What is already known
The immune system has to respond to the microbiota effectively, but without causing inflammation. Previous studies have shown that commensal microbes on the skin can trigger the activation of immune cells called T cells, which help regulate local immunity. However, it remains unclear whether the skin, which is home to many microorganisms, can produce another type of immune cells, known as B cells, which are responsible for producing antibodies.
What this research adds
Researchers found that the commensal bacterium Staphylococcus epidermidis triggered the production of antibodies in the skin of adult mice. These antibodies were specific to S. epidermidis, became stronger over time and lasted for up to 200 days. The skin could produce antibodies even without prior exposure to other microbes, and transferring microbes from one mouse to another triggered similar immune responses. Antibody production didn’t depend on lymph nodes — the body’s immune centers that help regulate immune responses. Rather, the skin formed its own structures that recruit immune cells, including T and B cells.
Conclusions
The findings suggest that the skin can independently generate immune responses to control the microbiota and prevent infections, without relying on other immune centers.
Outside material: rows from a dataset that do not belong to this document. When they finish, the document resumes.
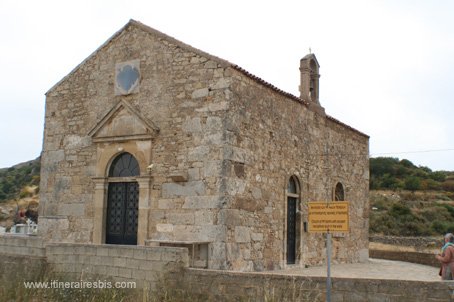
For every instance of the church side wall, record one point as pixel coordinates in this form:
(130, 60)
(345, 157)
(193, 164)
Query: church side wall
(182, 93)
(273, 138)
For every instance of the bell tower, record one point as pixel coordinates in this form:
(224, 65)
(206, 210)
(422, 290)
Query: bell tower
(309, 82)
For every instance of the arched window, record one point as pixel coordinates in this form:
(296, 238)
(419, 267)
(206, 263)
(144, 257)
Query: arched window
(124, 165)
(292, 187)
(292, 230)
(339, 192)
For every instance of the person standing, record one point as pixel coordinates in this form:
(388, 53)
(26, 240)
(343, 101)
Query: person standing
(446, 258)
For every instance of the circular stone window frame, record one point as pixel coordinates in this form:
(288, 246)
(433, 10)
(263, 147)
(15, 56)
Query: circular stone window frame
(121, 69)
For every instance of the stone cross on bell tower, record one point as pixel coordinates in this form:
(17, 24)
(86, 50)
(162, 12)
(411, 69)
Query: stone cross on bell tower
(309, 82)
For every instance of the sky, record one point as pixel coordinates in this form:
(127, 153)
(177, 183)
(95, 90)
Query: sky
(387, 67)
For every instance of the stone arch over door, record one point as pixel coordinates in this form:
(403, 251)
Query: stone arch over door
(122, 129)
(107, 182)
(292, 227)
(122, 200)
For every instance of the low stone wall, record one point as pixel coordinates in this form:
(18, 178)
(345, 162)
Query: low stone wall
(17, 245)
(414, 257)
(211, 285)
(418, 243)
(144, 265)
(119, 262)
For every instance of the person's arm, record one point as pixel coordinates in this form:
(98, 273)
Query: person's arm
(447, 255)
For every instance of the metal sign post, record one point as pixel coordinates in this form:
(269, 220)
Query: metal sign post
(326, 216)
(328, 273)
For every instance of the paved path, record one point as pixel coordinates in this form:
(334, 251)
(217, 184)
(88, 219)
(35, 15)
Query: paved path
(373, 269)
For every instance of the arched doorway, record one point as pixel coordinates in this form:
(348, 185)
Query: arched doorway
(122, 201)
(339, 192)
(292, 206)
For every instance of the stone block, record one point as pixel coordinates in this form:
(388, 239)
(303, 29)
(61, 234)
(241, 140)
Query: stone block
(199, 93)
(140, 254)
(119, 262)
(192, 188)
(242, 234)
(124, 272)
(181, 218)
(204, 217)
(201, 202)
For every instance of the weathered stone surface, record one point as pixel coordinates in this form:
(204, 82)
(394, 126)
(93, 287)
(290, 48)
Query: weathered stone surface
(215, 149)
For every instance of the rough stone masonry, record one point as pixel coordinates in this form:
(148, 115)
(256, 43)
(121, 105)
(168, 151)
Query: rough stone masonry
(150, 141)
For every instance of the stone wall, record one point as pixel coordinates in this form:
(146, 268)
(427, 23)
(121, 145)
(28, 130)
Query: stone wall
(414, 257)
(144, 265)
(122, 263)
(418, 243)
(236, 286)
(272, 137)
(22, 246)
(222, 145)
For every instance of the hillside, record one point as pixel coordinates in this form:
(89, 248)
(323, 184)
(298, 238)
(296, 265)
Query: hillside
(405, 200)
(388, 173)
(15, 178)
(406, 213)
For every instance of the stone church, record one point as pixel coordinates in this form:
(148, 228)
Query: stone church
(150, 141)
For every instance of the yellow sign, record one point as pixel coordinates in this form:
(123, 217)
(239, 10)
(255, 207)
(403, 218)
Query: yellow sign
(328, 217)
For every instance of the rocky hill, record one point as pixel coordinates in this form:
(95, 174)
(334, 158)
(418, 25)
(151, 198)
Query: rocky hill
(19, 192)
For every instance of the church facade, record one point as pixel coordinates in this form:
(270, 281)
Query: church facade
(150, 141)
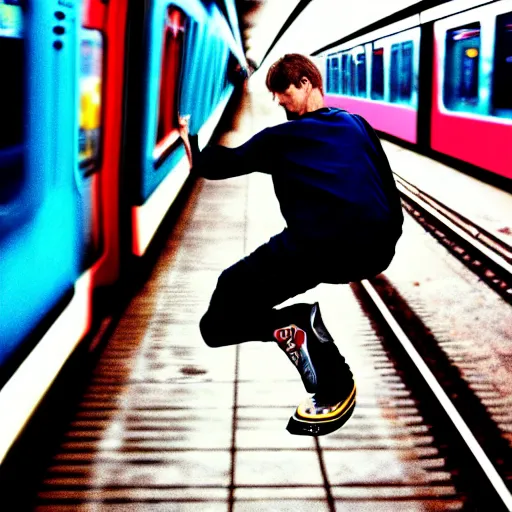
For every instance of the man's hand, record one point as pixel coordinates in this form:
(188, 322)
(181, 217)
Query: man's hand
(183, 129)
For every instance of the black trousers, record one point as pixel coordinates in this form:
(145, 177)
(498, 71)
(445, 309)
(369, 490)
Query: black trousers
(242, 305)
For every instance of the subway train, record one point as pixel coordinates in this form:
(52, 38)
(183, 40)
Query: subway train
(91, 161)
(439, 79)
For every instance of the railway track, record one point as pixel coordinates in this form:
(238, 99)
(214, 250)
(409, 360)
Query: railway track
(486, 255)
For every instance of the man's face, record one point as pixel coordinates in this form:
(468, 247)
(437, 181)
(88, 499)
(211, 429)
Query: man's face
(294, 100)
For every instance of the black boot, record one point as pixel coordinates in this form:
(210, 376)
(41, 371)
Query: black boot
(308, 344)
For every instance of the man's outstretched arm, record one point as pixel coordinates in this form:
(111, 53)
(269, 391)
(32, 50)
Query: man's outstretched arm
(220, 162)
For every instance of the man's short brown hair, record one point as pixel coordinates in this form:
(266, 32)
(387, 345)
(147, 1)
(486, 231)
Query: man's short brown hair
(289, 70)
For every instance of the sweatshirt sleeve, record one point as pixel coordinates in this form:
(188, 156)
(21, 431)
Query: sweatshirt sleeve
(220, 162)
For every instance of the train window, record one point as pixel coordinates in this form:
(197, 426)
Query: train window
(502, 77)
(406, 71)
(377, 92)
(335, 75)
(345, 73)
(401, 72)
(360, 79)
(12, 92)
(460, 91)
(174, 28)
(91, 71)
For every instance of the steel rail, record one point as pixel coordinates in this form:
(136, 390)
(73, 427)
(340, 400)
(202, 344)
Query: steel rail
(460, 425)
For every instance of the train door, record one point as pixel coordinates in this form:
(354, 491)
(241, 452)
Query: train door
(39, 214)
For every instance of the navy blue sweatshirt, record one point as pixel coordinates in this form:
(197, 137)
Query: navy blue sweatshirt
(331, 176)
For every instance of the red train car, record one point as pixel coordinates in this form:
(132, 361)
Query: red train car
(439, 79)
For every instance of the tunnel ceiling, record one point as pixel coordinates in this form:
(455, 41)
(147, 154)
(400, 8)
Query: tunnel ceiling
(317, 23)
(260, 21)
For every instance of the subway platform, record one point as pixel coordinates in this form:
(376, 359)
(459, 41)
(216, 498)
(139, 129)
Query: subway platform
(168, 424)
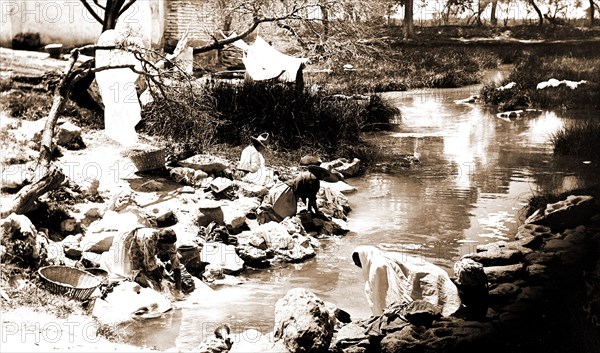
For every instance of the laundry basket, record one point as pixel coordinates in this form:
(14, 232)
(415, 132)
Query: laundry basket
(147, 159)
(69, 281)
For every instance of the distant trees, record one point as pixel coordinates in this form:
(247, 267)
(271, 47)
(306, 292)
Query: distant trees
(111, 10)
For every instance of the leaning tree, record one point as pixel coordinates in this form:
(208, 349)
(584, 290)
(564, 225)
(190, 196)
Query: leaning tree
(108, 11)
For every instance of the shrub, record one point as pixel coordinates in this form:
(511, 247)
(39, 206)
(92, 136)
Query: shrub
(541, 64)
(185, 116)
(581, 140)
(294, 118)
(223, 113)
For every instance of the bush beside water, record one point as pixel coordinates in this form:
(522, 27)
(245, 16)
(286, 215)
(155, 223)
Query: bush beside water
(542, 63)
(580, 140)
(232, 113)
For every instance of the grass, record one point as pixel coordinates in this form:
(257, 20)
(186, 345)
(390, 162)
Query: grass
(229, 114)
(410, 67)
(580, 140)
(538, 64)
(541, 199)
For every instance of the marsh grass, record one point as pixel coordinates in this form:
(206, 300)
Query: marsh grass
(540, 199)
(411, 67)
(542, 63)
(581, 139)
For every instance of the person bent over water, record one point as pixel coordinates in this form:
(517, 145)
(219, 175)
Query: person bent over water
(134, 255)
(282, 199)
(392, 278)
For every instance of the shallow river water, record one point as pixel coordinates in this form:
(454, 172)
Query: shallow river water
(476, 173)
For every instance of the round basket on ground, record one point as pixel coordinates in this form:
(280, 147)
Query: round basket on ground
(98, 272)
(69, 281)
(147, 159)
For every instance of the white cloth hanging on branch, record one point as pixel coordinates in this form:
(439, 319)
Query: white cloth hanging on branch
(263, 62)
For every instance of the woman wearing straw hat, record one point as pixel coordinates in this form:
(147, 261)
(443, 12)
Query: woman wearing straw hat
(282, 200)
(251, 166)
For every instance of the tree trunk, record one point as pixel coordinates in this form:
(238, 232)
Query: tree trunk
(493, 19)
(325, 19)
(47, 176)
(409, 30)
(591, 24)
(111, 14)
(538, 11)
(480, 9)
(27, 197)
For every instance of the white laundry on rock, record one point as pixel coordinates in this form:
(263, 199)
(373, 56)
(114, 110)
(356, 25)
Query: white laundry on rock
(122, 109)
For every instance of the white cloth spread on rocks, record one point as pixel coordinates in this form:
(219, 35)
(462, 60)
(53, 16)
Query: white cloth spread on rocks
(122, 110)
(263, 62)
(400, 278)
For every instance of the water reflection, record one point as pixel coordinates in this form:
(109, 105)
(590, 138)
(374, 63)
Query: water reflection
(476, 174)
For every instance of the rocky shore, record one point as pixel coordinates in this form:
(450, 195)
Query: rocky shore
(541, 294)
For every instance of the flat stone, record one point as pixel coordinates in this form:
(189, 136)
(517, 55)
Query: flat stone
(206, 163)
(535, 230)
(500, 257)
(506, 273)
(536, 271)
(504, 292)
(533, 293)
(542, 258)
(556, 245)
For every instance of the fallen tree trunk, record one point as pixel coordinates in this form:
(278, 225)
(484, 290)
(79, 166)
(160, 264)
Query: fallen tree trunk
(47, 176)
(26, 198)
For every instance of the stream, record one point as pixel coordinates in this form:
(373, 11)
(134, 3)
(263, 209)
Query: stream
(476, 172)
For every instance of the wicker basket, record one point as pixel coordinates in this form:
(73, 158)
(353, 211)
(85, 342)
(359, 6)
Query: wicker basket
(69, 281)
(148, 159)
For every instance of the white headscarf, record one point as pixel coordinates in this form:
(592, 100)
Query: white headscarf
(400, 278)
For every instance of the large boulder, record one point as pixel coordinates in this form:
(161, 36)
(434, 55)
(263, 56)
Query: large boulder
(127, 301)
(569, 213)
(67, 133)
(303, 322)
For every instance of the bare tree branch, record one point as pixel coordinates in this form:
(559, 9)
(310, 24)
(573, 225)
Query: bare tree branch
(98, 4)
(218, 44)
(126, 6)
(92, 12)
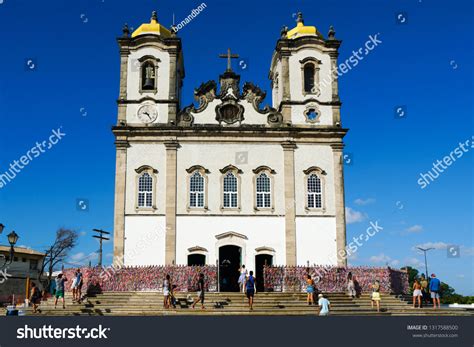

The immune system has to respond to the microbiota effectively, but without causing inflammation. Now, a study in mice has revealed that the skin, which is home to many microorganisms, can independently produce long-lasting antibodies against a commensal microbe to keep its growth in check and prevent infections.
The findings, published in Nature, suggest that the skin can independently generate immune responses as a result of microbiota colonization, without relying on other immune centers.
Previous studies have shown that commensal microbes on the skin can trigger the activation of immune cells called T cells, which help regulate local immunity. However, it remains unclear whether the skin can produce another type of immune cells, known as B cells, which are responsible for producing antibodies.
To address this question, Inta Gribonika at the National Institutes of Health in Bethesda, Maryland, and her colleagues studied mice whose skin was colonized with the commensal bacterium Staphylococcus epidermidis.
Skin responses
The researchers found that S. epidermidis triggered the activity of B cells and the production of antibodies in the skin of adult mice. These antibodies were specific to S. epidermidis, became stronger over time and lasted for up to 200 days. However, colonization with S. epidermidis did not induce similar responses in newborn mice.
The skin could produce antibodies even without prior exposure to other microbes, and transferring microbes from one mouse to another triggered similar immune responses. Antibody production didn’t depend on lymph nodes — the body’s immune centers that help regulate immune responses.
Over time, there was an increase in specific T cells both in the skin and nearby lymph nodes, which suggests that the skin can generate local immune responses to keep the S. epidermidis population in check and fight off new, harmful microbes, the researchers say.
Immune autonomy
The team also found that colonization by S. epidermidis led to the formation of specialized immune structures in the skin. These structures were able to attract specific T and B cells and support the production of antibodies in response to the skin microbiota. Even in mice without lymph nodes, the skin was able to produce antibodies.
Thanks to these antibodies, mice that had been exposed to S. epidermidis were better at fighting off infections than those that had not been exposed to the microbe. These results show that the skin’s immune system can work independently to regulate microbes and protect against disease.
“Our work uncovers a new concept of skin immune autonomy, while revealing a previously unappreciated role for skin B cells in the control of host microbiota dialogue at large,” the authors say.